Puisi ini bercerita tentang sebuah kampung di tepi laut yang hidup dalam pergulatan sejarah dan alam. Penyair mengisahkan tentang lokan (kerang) yang merekah di bawah purnama, gogo yang disiram air asin, dan suasana kampung yang hampir “tergulung” ombak. Ada pula bayangan tentang penjajahan, di mana masyarakat setempat digambarkan seperti antek VOC yang harus berjaga dengan perahu motor, mengingatkan pada trauma perampasan kekayaan laut oleh kekuasaan kolonial.
Makna Tersirat
Makna tersirat dalam puisi ini adalah perasaan kehilangan dan perlawanan identitas masyarakat pesisir. Laut, yang seharusnya menjadi milik mereka, justru menjadi ruang yang dirampas atas nama kekuasaan. Di sisi lain, ada pula kesadaran bahwa kehidupan pesisir selalu berada di ambang ancaman: bencana alam, keserakahan manusia, hingga warisan luka sejarah yang menahun.
Suasana dalam Puisi
Suasana puisi terasa melankolis namun tetap penuh ketegangan. Ada kesan getir dari kenangan masa lalu (“Sebelas tahun lebih saya tidak ke sana”), ada pula nada perlawanan yang membara (“Sedang kami, seperti antek-antek VOC, berjaga siang malam dengan perahu motor”). Suasana ini mencerminkan kegelisahan batin penyair terhadap kondisi kampung laut yang rentan dan terancam.
Amanat / Pesan yang Disampaikan
Pesan yang ingin disampaikan adalah pentingnya menjaga identitas dan warisan kampung laut, serta kesadaran untuk tidak melupakan sejarah penindasan yang pernah terjadi.

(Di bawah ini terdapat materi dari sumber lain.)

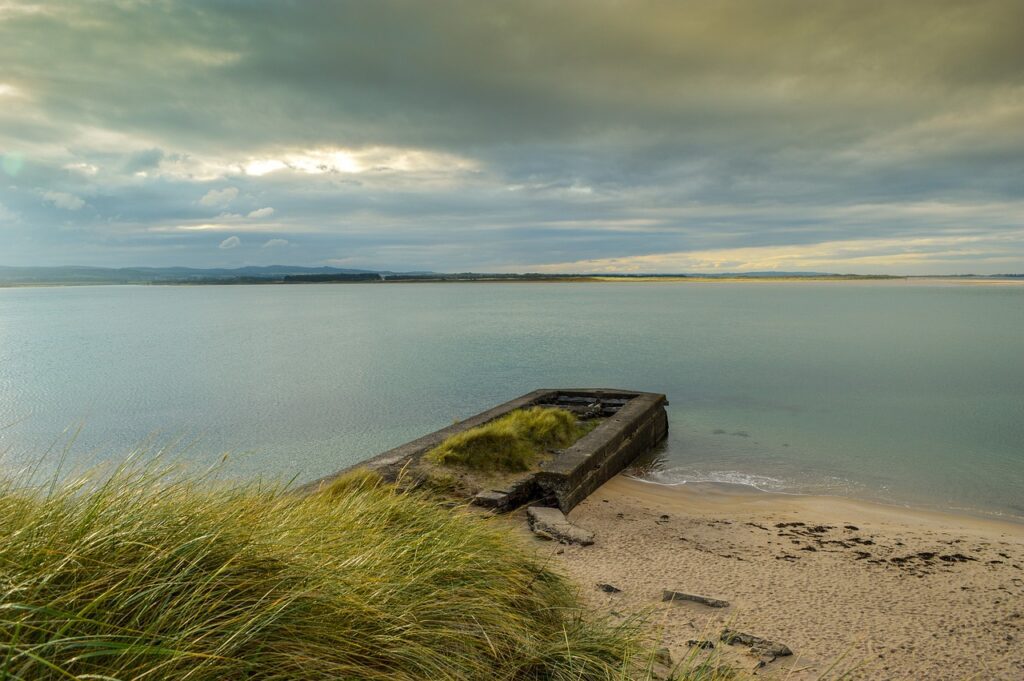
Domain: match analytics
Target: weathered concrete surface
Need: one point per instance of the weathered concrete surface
(593, 460)
(552, 523)
(634, 423)
(759, 646)
(668, 595)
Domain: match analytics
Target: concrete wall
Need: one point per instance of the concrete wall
(634, 428)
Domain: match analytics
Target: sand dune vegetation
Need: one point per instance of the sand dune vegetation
(514, 442)
(148, 575)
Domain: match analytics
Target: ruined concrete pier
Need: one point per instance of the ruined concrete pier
(632, 423)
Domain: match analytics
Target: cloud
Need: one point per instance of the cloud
(143, 161)
(6, 215)
(64, 200)
(219, 198)
(525, 135)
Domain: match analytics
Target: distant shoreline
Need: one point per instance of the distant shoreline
(522, 279)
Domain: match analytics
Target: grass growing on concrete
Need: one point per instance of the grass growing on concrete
(513, 442)
(150, 576)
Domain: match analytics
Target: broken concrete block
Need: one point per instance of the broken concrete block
(552, 523)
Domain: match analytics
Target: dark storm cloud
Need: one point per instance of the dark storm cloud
(516, 135)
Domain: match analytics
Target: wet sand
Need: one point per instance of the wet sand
(891, 593)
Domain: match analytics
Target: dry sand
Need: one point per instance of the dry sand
(896, 593)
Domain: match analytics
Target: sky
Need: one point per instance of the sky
(571, 135)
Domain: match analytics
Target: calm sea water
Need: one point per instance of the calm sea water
(902, 392)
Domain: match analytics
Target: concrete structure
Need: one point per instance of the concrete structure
(634, 422)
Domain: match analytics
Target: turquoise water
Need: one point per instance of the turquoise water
(902, 392)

Penyair seakan mengingatkan bahwa laut bukan sekadar ruang ekonomi, tetapi juga ruang budaya dan sejarah yang harus dipertahankan dari kepunahan.
Imaji
Puisi ini sangat kuat dalam menghadirkan imaji visual dan auditif:
- Imaji visual: “Tentang lokan yang rekah di terang purnama”, “gogo disiram air asin”, “kampung yang selalu nyaris tergulung”.
- Imaji auditif: “seperti rentetan petasan meletus di air”.

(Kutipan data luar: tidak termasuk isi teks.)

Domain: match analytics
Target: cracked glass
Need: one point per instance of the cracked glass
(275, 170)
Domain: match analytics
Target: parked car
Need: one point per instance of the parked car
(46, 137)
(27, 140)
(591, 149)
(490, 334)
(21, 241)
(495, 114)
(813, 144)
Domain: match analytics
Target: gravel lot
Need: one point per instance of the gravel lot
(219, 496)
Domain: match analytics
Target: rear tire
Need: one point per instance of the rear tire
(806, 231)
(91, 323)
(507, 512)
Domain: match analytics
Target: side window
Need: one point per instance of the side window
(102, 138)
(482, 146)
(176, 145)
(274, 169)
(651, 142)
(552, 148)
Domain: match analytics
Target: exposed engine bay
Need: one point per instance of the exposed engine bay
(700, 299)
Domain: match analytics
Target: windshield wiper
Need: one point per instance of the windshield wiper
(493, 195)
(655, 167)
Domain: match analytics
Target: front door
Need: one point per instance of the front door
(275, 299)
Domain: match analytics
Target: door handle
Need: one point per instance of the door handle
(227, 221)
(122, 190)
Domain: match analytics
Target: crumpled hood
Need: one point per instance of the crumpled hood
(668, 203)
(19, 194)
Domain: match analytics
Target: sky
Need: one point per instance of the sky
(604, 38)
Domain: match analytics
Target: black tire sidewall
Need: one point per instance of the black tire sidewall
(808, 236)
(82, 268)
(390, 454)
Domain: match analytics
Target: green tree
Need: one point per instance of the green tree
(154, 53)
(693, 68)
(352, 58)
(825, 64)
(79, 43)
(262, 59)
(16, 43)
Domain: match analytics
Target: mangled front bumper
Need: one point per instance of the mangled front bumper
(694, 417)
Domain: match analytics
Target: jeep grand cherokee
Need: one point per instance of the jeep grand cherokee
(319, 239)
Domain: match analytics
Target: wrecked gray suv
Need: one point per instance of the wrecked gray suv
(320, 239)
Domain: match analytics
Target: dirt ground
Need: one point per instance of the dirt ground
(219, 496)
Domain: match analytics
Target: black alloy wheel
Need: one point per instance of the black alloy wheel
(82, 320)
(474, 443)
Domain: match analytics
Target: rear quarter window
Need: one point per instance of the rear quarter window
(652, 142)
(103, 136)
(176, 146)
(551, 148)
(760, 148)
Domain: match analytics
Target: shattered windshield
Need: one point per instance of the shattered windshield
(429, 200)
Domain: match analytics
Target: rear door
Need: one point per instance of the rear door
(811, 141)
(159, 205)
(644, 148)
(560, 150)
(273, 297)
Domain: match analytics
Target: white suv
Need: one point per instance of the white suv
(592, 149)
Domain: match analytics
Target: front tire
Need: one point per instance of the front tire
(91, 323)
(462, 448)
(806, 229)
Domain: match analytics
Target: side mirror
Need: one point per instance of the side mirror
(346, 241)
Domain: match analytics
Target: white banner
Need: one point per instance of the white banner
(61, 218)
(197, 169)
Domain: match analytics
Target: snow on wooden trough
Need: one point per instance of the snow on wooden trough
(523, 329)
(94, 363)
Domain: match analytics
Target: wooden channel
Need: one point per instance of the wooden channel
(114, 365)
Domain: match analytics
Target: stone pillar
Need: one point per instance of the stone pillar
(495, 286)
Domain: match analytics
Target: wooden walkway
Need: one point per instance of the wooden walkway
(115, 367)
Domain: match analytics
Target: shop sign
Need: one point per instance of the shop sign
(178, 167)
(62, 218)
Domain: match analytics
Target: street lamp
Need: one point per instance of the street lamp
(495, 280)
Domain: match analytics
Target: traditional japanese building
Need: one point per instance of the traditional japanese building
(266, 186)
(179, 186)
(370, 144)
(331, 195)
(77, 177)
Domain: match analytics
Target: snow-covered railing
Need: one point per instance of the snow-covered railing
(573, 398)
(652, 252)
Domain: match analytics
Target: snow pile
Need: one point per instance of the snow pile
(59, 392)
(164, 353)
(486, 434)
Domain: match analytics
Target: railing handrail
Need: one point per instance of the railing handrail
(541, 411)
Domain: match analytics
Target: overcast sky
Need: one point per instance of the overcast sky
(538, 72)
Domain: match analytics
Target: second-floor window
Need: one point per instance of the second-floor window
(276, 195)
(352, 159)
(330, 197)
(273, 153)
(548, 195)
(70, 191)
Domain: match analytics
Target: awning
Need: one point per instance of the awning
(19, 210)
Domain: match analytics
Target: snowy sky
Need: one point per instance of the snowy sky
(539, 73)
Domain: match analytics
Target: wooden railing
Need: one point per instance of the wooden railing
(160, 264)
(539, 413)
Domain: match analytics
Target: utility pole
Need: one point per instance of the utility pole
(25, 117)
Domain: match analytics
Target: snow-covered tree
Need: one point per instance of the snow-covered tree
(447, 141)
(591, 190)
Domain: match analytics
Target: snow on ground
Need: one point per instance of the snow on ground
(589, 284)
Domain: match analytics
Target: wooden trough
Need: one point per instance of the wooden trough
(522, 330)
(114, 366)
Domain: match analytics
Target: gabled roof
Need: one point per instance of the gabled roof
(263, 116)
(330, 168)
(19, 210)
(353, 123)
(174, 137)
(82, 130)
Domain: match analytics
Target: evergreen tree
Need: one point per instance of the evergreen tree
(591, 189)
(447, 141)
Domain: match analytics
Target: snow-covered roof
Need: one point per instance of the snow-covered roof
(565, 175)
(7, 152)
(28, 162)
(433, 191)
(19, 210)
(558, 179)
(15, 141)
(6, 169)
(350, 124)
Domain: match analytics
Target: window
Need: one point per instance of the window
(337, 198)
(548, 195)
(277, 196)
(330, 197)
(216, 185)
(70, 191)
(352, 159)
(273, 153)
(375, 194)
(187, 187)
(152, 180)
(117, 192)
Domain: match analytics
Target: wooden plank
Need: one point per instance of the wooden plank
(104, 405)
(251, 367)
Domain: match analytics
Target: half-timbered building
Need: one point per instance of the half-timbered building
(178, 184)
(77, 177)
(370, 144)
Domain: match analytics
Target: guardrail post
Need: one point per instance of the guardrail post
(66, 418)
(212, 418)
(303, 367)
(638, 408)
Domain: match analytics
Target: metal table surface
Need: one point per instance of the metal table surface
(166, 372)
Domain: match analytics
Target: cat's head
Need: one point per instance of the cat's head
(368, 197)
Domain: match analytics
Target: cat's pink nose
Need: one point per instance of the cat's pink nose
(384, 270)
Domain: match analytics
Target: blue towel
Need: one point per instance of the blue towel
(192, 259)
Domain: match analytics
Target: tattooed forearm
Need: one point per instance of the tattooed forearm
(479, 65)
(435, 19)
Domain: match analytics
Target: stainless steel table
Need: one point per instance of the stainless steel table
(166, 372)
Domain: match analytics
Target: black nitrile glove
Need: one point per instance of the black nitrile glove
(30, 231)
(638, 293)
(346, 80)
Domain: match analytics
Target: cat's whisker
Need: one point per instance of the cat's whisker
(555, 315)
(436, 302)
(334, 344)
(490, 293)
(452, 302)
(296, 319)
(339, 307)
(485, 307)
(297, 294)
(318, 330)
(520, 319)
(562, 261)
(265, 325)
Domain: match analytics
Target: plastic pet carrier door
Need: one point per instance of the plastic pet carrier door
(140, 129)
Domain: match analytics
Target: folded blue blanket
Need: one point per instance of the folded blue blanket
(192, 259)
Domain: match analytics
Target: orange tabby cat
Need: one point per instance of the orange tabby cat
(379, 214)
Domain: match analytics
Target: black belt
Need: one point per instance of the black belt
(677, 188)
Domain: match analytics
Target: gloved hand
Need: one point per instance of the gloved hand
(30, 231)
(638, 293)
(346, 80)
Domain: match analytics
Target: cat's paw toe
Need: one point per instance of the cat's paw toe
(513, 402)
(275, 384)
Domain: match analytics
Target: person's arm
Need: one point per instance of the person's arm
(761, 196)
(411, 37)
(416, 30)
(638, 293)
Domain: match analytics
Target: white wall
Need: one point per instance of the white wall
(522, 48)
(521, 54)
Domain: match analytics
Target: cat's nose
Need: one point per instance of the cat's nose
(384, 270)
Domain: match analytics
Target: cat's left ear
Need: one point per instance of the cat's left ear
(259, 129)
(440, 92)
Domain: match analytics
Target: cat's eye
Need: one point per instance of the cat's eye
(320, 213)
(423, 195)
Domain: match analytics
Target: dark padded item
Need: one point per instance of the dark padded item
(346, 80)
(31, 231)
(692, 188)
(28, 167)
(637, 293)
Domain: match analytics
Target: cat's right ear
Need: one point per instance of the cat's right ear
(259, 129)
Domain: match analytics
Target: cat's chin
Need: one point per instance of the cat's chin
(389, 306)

Imaji tersebut membuat pembaca seolah ikut melihat dan mendengar langsung kehidupan kampung laut yang digambarkan penyair.
Majas
Badruddin Emce menggunakan beberapa majas, antara lain:
- Personifikasi – “Tentang lokan yang rekah di terang purnama, ia teramat fasih”, seolah-olah lokan bisa berbicara.
- Metafora – “kampung yang selalu nyaris tergulung”, menggambarkan kampung yang hampir hilang oleh ancaman laut atau sejarah.
- Simile (perumpamaan) – “Seperti sebuah tobong dengan beberapa gelintir orang di dalam” dan “Seperti antek-antek VOC”, untuk memperkuat kesan perbandingan.
Puisi “Kethoprak Kampung Laut” adalah sebuah karya yang memadukan memori sejarah, realitas sosial, dan kekuatan imaji. Lewat larik-lariknya, Badruddin Emce mengajak pembaca merenungkan bagaimana kampung pesisir bukan hanya tempat tinggal, melainkan juga ruang perlawanan dan warisan budaya yang perlu dijaga.
Puisi: Kethoprak Kampung Laut
Karya: Badruddin Emce
Biodata Badruddin Emce:
- Badruddin Emce lahir di Kroya, Kabupaten Cilacap, Jawa Tengah, pada tanggal 5 Juli 1962.